Cao Cao was impressed when he heard about Xu Shu and was eager to recruit Xu as an adviser. He invited Xu Shu's mother to meet him and asked her to write a letter to her son, requesting that her son come to join him. Xu Shu's mother refused, denounced Cao Cao as a treacherous villain, and threw an ink stone at him. The furious Cao Cao ordered Xu Shu's mother to be executed but changed his mind when Cheng Yu reminded him that Xu Shu would be more determined to help Liu Bei oppose him if he killed his mother.

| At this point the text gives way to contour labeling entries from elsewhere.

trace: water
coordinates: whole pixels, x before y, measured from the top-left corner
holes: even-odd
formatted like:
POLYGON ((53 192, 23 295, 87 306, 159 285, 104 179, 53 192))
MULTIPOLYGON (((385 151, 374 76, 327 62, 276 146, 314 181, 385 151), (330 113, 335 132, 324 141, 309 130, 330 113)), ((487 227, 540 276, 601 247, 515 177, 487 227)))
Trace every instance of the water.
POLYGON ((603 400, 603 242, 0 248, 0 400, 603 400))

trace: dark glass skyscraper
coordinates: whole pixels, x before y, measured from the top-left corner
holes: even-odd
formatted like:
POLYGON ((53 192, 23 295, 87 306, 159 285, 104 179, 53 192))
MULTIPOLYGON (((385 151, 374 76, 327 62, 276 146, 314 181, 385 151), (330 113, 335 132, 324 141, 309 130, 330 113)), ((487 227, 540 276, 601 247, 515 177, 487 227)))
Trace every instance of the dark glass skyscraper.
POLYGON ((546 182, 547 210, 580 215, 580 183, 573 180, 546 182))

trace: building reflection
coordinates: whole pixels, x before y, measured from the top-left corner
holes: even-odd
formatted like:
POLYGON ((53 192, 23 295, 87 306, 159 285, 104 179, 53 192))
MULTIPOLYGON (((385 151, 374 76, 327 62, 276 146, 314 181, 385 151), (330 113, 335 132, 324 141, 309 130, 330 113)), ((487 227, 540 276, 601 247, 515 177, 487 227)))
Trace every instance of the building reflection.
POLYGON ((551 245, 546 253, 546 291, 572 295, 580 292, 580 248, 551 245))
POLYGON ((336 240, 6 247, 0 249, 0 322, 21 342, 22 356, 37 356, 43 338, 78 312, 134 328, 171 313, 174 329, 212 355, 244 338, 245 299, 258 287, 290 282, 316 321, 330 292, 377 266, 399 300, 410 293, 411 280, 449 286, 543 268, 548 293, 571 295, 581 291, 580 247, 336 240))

Cao Cao then had Xu Shu's mother detained and asked Cheng Yu to pretend to be Xu Shu's sworn brother to win the trust of Xu's mother. After some time, Cheng Yu got close to Xu Shu's mother and learnt to mimic her handwriting. He wrote a letter to Xu Shu in the handwriting of Xu's mother, telling Xu that she was in trouble and urging him to come to the imperial capital Xu (許; present-day Xuchang, Henan) quickly. Xu Shu was a filial son so he immediately left for Xu after reading the letter.

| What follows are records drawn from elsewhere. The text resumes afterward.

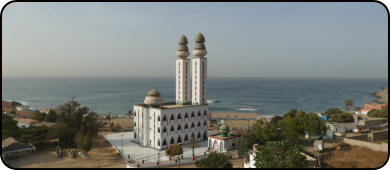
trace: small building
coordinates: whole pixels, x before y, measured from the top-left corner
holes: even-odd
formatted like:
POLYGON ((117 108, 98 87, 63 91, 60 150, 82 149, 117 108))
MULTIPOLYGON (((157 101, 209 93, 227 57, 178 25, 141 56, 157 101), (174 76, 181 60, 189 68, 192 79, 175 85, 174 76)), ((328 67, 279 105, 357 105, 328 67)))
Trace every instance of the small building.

Xu Shu was in a hurry when he sped off on horseback. On the way, he suddenly remembered something and immediately turned back to meet Liu Bei and recommend Zhuge Liang to him. He then resumed his journey to Xu. When he arrived at his destination, he was shocked to discover that he had been tricked. His mother was furious with her son's failure to discern between truth and deception, and ashamed by the fact that her son joined Cao Cao instead of Liu Bei. She committed suicide. Xu Shu remained with Cao Cao, but he swore never to give advice to Cao.

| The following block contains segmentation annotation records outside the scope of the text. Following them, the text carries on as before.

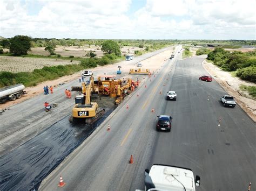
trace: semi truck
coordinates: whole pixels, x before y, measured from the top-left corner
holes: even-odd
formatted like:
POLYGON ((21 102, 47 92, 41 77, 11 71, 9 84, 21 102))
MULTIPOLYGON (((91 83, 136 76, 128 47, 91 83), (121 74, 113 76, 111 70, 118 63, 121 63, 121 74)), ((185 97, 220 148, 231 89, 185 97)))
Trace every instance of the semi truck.
POLYGON ((200 181, 200 176, 197 175, 194 179, 193 172, 189 168, 154 164, 150 171, 145 170, 145 190, 195 191, 200 181))
POLYGON ((21 98, 22 95, 26 93, 24 89, 25 86, 22 83, 0 89, 0 103, 21 98))

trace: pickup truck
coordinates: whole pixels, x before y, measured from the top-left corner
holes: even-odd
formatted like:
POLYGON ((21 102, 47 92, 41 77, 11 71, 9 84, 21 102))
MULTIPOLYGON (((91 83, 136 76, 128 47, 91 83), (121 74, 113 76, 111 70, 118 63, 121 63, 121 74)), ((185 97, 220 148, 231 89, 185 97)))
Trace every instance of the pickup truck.
POLYGON ((145 170, 145 190, 196 191, 196 186, 199 186, 200 181, 200 176, 197 175, 194 179, 192 171, 189 168, 154 164, 150 171, 145 170))
POLYGON ((231 106, 234 108, 237 103, 234 98, 230 95, 225 95, 220 97, 220 101, 223 103, 223 106, 231 106))

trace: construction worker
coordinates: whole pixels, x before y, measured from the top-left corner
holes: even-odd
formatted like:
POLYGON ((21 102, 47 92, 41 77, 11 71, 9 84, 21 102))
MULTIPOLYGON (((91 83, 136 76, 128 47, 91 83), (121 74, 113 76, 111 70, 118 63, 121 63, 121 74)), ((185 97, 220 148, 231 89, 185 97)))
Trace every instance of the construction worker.
POLYGON ((52 87, 52 86, 50 86, 50 90, 51 91, 51 94, 53 94, 53 88, 52 87))
POLYGON ((51 106, 50 105, 49 103, 47 102, 45 102, 44 103, 44 108, 45 108, 45 109, 46 110, 46 112, 48 112, 49 111, 50 111, 50 110, 51 109, 51 106))
POLYGON ((45 102, 44 103, 44 107, 46 108, 46 107, 49 106, 49 103, 47 102, 45 102))
POLYGON ((49 94, 49 88, 48 87, 48 86, 46 85, 46 87, 45 87, 45 89, 46 90, 46 94, 49 94))
POLYGON ((44 95, 46 95, 46 89, 45 88, 45 86, 44 86, 44 95))
POLYGON ((68 97, 69 97, 70 99, 71 98, 71 92, 70 90, 69 89, 69 91, 68 91, 68 97))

The Chinese saying "His body is in (Cao) Cao's camp, but his heart is actually with the Han (dynasty)" (身在曹營心在漢 (身在曹营心在汉, shēn zài Cáo yíng xīn zài Hàn)) is derived from this story about Xu Shu and another story about Guan Yu in Romance of the Three Kingdoms. It is used to describe a situation where a person who ostensibly works for a "bad" organisation is actually loyal towards another "good" organisation.

==In popular culture==

Xu Shu is first introduced as a playable character in Dynasty Warriors 7: Empires of Koei's Dynasty Warriors video game series.